I’m mostly wondering about my genre ignorance here because I was outright shocked by the release date of The Girl Who Leapt Through Time. Its own indulgences in soaring teenage emotions and far-out time travel sci-fi make the film feel like a contemporary or direct precursor to Your Name., but it was released an entire decade earlier than Shinkai’s international hit. The Girl Who Leapt Through Time was seemingly met with much quieter fanfare than Your Name., so it’s less likely to have inspired an entire subgenre of copycats in the same way, but its director Mamoru Hosoda (Wolf Children, Summer Wars, Mirai) is a big enough name in the industry that Shinkai would certainly be aware of, if not outright inspired by his work. I’m not saying that Your Name. is a carbon copy of what Hosoda achieved in The Girl Who Leapt Through Time. If nothing else, the earlier film is working with much lower stakes and lacks the post-emo Radwimps soundtrack that makes Shinkai’s film so perfect for teen summer viewing. Their cross-decade parallels just suggest a much larger world of romantic teen sci-fi anime that I feel completely ignorant to, an oversight I desperately want to correct.
The title The Girl Who Leapt Through Time is almost hilariously literal. Our heroine is a high school student who stumbles onto a time machine device that allows her to physically leap through time. More specifically, she can travel backwards through short bursts of time like a rotary dial, using her newfound supernatural power for petty, small-minded goals like acing a pop quiz, catching a missed baseball, and avoiding Mr. Bean-style slapstick mishaps. Her “time-leap” abilities initially save her from riding her bicycle into an oncoming train, making her out to be a cutesy superhero variation on Donnie Darko. However, she mostly uses them to repair her reputation as a forgetful, clumsy, unlucky, hopelessly tardy nerd. That is, until the source, rules, and mechanics of her time-leap abilities are revealed in a mindfuck twist ending that ramps up the emotional, temporal, and romantic stakes of everything we’ve been watching her adorably stumble through.

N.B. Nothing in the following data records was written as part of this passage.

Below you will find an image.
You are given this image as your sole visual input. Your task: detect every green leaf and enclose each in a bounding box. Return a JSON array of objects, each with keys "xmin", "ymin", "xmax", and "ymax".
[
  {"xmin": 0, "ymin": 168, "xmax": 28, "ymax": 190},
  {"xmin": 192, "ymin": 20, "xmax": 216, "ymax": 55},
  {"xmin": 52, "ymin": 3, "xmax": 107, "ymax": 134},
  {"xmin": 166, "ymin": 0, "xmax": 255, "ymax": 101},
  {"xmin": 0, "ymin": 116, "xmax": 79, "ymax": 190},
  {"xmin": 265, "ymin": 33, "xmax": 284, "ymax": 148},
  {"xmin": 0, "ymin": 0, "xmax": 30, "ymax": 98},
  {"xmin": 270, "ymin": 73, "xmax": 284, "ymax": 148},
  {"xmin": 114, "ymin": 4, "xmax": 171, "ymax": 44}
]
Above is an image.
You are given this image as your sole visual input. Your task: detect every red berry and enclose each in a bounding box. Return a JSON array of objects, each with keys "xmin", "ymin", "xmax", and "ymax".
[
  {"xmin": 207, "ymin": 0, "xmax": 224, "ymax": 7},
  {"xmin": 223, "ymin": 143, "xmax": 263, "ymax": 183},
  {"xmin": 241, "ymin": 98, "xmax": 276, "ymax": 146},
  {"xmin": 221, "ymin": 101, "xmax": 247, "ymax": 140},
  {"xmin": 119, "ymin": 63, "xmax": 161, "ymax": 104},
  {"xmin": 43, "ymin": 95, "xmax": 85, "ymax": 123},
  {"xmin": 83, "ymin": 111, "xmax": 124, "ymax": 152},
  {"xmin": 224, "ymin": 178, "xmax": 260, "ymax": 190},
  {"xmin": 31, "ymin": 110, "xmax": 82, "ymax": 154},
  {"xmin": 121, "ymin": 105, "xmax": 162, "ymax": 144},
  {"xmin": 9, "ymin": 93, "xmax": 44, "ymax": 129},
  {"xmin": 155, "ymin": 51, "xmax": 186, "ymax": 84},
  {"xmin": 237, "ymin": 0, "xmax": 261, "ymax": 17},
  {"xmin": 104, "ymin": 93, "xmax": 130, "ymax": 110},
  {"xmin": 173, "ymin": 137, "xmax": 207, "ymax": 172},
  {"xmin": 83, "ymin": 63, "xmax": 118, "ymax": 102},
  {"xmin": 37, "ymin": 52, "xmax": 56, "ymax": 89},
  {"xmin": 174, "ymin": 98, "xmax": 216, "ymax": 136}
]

For most of its runtime, The Girl Who Leapt Through Time is low-key charming & cute. After its third-act twist, it pulls off a surprisingly powerful time-travel Teenage Romance that’s been slowly simmering until that point, to the extent where song lyrics like “Some feelings are more powerful than time” feel more appropriate & heartfelt than cloying. I honestly have no clue how much of an anomaly the film is in the larger teen sci-fi anime canon, but I do know that the soaring emotions of that third-act romantic shift felt remarkably close to what impressed me in Your Name. so many years ago. I like to imagine there are more films out there that pluck those same emo-teen heartstrings that I just haven’t discovered yet. I’m pretty much guaranteed to enjoy them if so, whether or not they dilute the uniqueness of the first film that turned me onto the genre.